Lorsqu’on ajoute du CO2 dans l’atmosphère, on augmente le nombre de couches totalement absorbantes et, par conséquent, l’altitude d’émission augmente, comme cela est représenté sur la figure 2. Cela signifie que le rayonnement infrarouge qui parvient à s’échapper vers l’espace est émis par une couche plus froide qu’auparavant : sur la figure 2, la température T2 à l’altitude Z2 est inférieure à T1. Ce rayonnement infrarouge, qui est évacué vers l’espace, est donc moins important (loi de Stefan–Boltzmann). En ajoutant du CO2 dans l’atmosphère, le rayonnement infrarouge sortant vers l’espace est plus faible : FIR dans la figure 2 est inférieur à FIR dans la figure 1. Comme le rayonnement solaire entrant n’est pas modifié, FS est supérieur à FIR : le système n’est donc plus à l’équilibre (figure 2).

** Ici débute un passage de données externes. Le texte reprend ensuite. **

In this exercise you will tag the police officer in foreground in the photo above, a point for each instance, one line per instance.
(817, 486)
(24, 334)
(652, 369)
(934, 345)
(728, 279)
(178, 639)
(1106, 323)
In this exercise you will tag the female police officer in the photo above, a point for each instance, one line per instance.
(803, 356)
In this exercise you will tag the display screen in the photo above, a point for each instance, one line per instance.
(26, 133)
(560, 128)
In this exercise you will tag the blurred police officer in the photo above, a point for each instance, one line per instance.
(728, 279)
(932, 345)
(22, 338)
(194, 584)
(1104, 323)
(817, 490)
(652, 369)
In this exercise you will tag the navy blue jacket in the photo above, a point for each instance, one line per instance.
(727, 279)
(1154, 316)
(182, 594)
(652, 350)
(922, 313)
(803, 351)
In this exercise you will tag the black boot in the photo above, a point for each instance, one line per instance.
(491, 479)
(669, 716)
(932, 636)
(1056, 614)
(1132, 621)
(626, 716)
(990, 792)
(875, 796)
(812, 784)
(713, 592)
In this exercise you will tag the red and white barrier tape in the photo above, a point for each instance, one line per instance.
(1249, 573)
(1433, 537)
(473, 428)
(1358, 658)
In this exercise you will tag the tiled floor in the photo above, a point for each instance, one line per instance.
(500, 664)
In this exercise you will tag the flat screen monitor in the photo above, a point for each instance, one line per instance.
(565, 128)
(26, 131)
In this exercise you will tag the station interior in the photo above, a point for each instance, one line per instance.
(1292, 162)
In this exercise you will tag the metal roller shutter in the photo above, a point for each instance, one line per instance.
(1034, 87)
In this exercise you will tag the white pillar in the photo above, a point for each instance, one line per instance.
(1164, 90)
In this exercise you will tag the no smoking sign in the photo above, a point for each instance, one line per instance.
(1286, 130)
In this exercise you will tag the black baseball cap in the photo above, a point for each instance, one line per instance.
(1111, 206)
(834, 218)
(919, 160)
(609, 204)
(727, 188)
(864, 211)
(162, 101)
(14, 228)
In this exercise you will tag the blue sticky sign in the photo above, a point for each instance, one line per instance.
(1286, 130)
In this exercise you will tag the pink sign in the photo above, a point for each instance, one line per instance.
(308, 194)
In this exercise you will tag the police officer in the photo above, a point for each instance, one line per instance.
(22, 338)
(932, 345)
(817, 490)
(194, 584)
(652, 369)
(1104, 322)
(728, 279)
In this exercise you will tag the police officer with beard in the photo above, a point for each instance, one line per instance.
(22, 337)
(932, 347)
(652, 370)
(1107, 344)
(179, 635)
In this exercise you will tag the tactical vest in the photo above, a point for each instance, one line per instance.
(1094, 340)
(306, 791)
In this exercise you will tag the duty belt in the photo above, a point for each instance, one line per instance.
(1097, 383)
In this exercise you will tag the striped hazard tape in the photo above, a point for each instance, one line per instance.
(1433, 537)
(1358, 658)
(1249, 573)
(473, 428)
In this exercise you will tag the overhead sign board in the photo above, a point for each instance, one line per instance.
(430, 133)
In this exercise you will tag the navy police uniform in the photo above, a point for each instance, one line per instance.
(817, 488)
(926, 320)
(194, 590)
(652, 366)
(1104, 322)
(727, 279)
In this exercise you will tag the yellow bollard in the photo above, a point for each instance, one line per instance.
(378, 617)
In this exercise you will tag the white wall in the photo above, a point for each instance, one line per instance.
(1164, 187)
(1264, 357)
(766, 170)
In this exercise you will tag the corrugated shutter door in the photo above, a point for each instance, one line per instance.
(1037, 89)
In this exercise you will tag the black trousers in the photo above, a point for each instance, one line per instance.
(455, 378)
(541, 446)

Figure 2 : État de l’atmosphère après ajout de CO2. L’épaisseur de l’atmosphère totalement absorbante a augmenté ; la nouvelle altitude d’émission Z2 est donc plus élevée et la température à cette altitude plus froide. Le système n’est plus à l’équilibre : FS > FIR. Voir la figure 1 pour une légende plus complète. 

Autour de l'altitude d’émission, le rayonnement absorbé est devenu supérieur au rayonnement infrarouge émis. Cela entraîne un réchauffement de l’atmosphère à cette altitude. C’est ensuite par des mouvements dans l’atmosphère que les couches vont se réchauffer de proche en proche. La température de la surface de la Terre va également finir par augmenter, comme on peut le voir sur la figure 3.

Figure 3 : Nouvel état d’équilibre de l’atmosphère après ajout de CO2. Au niveau de la nouvelle altitude d’émission Z2, et comme dans le reste de l’atmosphère, la température est plus élevée. La température à la surface du globe a, elle aussi, augmenté. Voir la figure 1 pour une légende plus complète.